Agentes comunitários de saúde e de combate às endemias devem garantir uma aposentadoria mais cedo do que o previsto atualmente com a aprovação da Proposta de Emenda à Constituição 14 de 2021 (PEC 14/2021) nesta terça-feira, 14, no Senado Federal. O texto, aprovado com 73 votos favoráveis e apenas um contrário, ainda será promulgado. O texto aprovado fixa regras permanentes e transitórias de aposentadoria para as duas categorias; disciplina a contratação desses agentes; estende as regras aos agentes indígenas; e indica a forma como a União custeará o aumento de despesa.
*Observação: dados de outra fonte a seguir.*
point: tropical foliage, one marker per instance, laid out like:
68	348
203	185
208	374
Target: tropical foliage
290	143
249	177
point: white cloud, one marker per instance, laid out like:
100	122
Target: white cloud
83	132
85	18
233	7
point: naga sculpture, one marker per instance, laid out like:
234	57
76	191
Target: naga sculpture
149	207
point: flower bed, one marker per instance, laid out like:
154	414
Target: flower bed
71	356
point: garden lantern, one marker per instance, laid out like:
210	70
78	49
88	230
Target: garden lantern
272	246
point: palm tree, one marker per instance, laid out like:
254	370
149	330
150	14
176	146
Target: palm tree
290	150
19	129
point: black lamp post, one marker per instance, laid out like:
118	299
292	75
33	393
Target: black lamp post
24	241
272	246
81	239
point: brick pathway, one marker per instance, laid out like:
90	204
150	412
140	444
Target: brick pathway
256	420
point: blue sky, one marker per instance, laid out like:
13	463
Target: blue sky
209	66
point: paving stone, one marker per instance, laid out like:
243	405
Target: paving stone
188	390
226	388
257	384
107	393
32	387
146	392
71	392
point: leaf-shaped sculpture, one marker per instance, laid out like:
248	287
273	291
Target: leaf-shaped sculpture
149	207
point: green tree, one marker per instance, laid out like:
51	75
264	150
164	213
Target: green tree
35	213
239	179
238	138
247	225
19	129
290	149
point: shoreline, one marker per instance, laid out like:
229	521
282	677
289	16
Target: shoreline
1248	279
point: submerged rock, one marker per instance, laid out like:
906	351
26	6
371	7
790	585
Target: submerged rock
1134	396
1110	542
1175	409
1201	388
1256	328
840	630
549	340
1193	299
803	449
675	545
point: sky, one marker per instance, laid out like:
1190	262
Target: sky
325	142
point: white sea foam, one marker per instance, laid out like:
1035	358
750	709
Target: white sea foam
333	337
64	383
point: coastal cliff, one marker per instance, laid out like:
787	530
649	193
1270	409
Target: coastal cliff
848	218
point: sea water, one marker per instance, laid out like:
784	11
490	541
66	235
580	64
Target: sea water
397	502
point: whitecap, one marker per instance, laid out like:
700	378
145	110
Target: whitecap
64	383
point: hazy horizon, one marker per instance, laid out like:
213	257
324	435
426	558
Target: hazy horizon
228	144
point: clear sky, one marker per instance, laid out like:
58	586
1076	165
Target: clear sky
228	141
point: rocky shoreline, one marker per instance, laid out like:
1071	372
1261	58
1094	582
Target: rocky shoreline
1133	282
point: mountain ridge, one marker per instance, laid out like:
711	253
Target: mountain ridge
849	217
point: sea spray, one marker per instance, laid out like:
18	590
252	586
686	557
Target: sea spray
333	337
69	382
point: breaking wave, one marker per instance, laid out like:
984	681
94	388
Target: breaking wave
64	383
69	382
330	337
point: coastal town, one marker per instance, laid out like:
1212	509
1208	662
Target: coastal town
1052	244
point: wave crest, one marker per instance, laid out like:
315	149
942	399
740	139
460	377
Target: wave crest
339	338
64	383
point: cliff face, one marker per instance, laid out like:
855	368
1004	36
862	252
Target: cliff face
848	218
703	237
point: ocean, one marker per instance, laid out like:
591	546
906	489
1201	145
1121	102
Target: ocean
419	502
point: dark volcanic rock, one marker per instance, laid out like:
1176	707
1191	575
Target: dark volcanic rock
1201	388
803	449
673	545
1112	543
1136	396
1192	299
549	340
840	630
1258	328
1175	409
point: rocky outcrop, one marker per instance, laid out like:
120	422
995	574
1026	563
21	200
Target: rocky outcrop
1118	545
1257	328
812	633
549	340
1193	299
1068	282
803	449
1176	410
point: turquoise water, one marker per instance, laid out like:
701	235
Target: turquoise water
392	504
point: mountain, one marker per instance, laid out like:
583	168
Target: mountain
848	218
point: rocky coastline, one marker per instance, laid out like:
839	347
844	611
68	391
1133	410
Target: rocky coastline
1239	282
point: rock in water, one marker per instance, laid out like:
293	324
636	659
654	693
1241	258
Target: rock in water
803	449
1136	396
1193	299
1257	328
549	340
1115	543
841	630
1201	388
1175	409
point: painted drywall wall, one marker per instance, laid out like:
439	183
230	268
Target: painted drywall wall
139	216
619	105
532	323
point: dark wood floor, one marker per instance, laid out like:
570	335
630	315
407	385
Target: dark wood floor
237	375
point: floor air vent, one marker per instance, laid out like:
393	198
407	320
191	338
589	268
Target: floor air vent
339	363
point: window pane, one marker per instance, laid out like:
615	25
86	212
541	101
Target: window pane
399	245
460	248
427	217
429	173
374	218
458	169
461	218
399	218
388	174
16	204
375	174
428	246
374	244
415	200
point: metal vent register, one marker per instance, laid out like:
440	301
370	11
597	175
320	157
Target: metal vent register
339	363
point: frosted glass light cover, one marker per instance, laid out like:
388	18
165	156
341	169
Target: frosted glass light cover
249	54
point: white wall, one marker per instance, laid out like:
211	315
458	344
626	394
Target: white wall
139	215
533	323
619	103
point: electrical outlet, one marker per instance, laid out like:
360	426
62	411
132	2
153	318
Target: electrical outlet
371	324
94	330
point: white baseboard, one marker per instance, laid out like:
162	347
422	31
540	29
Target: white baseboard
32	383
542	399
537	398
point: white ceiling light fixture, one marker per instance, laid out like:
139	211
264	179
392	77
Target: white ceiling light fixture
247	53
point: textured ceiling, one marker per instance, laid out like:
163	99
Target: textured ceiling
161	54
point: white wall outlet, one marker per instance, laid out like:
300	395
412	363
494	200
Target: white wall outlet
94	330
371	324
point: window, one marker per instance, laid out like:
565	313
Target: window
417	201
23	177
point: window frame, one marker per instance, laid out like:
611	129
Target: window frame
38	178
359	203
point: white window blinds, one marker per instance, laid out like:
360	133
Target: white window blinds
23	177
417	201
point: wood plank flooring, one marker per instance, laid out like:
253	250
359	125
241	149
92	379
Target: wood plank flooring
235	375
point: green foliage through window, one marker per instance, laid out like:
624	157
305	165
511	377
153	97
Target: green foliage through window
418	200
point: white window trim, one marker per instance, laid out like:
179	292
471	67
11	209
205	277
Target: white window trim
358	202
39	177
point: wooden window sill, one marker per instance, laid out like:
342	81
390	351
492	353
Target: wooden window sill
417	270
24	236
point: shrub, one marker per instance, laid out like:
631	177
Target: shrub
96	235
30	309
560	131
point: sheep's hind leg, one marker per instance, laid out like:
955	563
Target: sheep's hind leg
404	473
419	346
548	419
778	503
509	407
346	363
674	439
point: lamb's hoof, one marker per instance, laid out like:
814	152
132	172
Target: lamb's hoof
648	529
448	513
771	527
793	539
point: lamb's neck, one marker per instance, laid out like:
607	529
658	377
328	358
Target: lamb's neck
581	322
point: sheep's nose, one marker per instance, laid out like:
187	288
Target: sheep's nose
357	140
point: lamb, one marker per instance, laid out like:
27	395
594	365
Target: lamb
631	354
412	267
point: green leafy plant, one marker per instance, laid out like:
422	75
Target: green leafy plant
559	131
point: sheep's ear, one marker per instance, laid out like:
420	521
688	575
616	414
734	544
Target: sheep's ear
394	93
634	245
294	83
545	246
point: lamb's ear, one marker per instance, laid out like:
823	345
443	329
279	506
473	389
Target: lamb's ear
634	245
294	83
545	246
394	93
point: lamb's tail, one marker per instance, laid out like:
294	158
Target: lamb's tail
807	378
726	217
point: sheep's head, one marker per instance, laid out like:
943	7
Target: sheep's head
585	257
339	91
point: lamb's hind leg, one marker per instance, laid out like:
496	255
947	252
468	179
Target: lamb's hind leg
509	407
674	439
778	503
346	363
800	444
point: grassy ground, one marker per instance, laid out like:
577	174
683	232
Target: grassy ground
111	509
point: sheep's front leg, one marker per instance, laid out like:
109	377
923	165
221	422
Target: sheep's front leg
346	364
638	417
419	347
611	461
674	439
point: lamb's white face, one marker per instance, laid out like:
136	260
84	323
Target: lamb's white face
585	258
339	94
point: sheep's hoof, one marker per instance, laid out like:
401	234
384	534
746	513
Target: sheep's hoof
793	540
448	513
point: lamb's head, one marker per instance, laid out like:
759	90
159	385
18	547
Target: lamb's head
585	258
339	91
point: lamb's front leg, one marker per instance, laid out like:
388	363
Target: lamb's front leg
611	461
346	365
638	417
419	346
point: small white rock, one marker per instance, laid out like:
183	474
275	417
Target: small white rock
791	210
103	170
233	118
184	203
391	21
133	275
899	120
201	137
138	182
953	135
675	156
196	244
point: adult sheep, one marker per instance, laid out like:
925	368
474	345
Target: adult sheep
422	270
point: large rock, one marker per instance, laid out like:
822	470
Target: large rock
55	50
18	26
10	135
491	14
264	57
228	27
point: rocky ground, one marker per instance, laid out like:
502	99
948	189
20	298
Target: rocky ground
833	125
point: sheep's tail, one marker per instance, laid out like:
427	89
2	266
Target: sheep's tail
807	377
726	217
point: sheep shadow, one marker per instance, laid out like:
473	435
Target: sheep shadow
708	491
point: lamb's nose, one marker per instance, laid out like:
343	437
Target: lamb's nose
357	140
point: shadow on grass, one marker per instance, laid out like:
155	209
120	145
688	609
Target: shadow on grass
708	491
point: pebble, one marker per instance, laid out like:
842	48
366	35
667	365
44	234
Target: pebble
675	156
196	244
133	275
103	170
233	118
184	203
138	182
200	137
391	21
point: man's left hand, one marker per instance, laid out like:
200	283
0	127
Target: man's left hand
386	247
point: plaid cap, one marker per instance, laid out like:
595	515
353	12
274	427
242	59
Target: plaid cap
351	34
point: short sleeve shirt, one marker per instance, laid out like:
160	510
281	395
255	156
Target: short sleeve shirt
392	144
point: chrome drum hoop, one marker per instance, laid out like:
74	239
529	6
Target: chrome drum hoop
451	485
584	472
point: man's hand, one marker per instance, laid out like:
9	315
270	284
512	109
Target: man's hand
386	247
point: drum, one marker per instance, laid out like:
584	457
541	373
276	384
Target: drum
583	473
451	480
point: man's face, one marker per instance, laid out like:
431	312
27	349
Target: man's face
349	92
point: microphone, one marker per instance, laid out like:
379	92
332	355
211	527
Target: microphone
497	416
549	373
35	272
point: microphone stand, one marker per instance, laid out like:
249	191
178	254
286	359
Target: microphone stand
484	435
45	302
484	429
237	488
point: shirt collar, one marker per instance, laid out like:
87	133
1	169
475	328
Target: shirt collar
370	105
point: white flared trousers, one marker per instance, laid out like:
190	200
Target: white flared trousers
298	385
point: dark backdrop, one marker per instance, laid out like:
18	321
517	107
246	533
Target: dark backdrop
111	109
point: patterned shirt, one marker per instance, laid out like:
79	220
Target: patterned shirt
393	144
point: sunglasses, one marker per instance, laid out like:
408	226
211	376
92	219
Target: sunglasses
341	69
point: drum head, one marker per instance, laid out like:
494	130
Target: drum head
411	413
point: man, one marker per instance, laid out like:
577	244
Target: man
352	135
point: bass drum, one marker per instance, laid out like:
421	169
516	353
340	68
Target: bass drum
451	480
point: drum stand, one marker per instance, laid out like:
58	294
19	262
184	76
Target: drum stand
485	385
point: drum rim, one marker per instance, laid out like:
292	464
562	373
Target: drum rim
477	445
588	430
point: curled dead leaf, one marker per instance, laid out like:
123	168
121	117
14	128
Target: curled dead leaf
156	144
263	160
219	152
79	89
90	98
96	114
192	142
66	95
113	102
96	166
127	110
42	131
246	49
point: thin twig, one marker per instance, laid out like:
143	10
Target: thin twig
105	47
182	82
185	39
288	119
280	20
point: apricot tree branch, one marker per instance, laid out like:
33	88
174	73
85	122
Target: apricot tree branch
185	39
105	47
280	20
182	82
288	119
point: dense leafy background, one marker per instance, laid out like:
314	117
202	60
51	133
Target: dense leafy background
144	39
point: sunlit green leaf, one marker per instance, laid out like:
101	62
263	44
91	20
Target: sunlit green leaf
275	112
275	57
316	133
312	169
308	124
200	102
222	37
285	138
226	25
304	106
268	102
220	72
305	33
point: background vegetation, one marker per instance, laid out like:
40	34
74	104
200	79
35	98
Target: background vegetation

O relator da PEC foi o tocantinense Irajá Silvestre (PSD).

CONQUISA HISTÓRICA
O relatório de Irajá manteve os principais direitos aprovados pela Câmara e reconheceu as condições específicas enfrentadas diariamente pelos profissionais que atuam diretamente nas comunidades, na prevenção de doenças e no acompanhamento das famílias. “É uma conquista histórica porque não estamos falando só de uma regra previdenciária. Estamos reconhecendo quem trabalha debaixo de sol, enfrenta longas distâncias e está presente justamente onde a população mais precisa do poder público. É uma conquista construída pela categoria e que o Senado teve a responsabilidade de transformar em direito”, declarou.
NA LINHA DE FRENTE
O deputado estadual Eduardo Mantoan (PSD) enviou material para celebrar a aprovação. “Estão na linha de frente, visitando famílias, orientando a população e ajudando a salvar vidas todos os dias. Além de ser um direito deles, a aposentadoria especial representa mais dignidade para os servidores e suas famílias”, defendeu o parlamentar, que aproveitou para parabenizar o senador Irajá pela condução da matéria. “Sua atuação próxima e de diálogo permanente com os agentes foi decisiva para que essa conquista histórica avançasse”, complementou.
ENTENDA
Regra de transição
Pelo texto, a idade mínima para a aposentadoria da categoria aumentará gradualmente até 2041, desde que comprovados 25 anos de contribuição e de exercício na atividade profissional:
- 50 anos para mulheres e 52 para homens até o fim de 2030;
- 52 anos para mulheres e 54 para homens até o fim de 2035;
- 54 anos para mulheres e 56 para homens até o fim de 2040;
- 57 anos para mulheres e 60 para homens a partir de 2041.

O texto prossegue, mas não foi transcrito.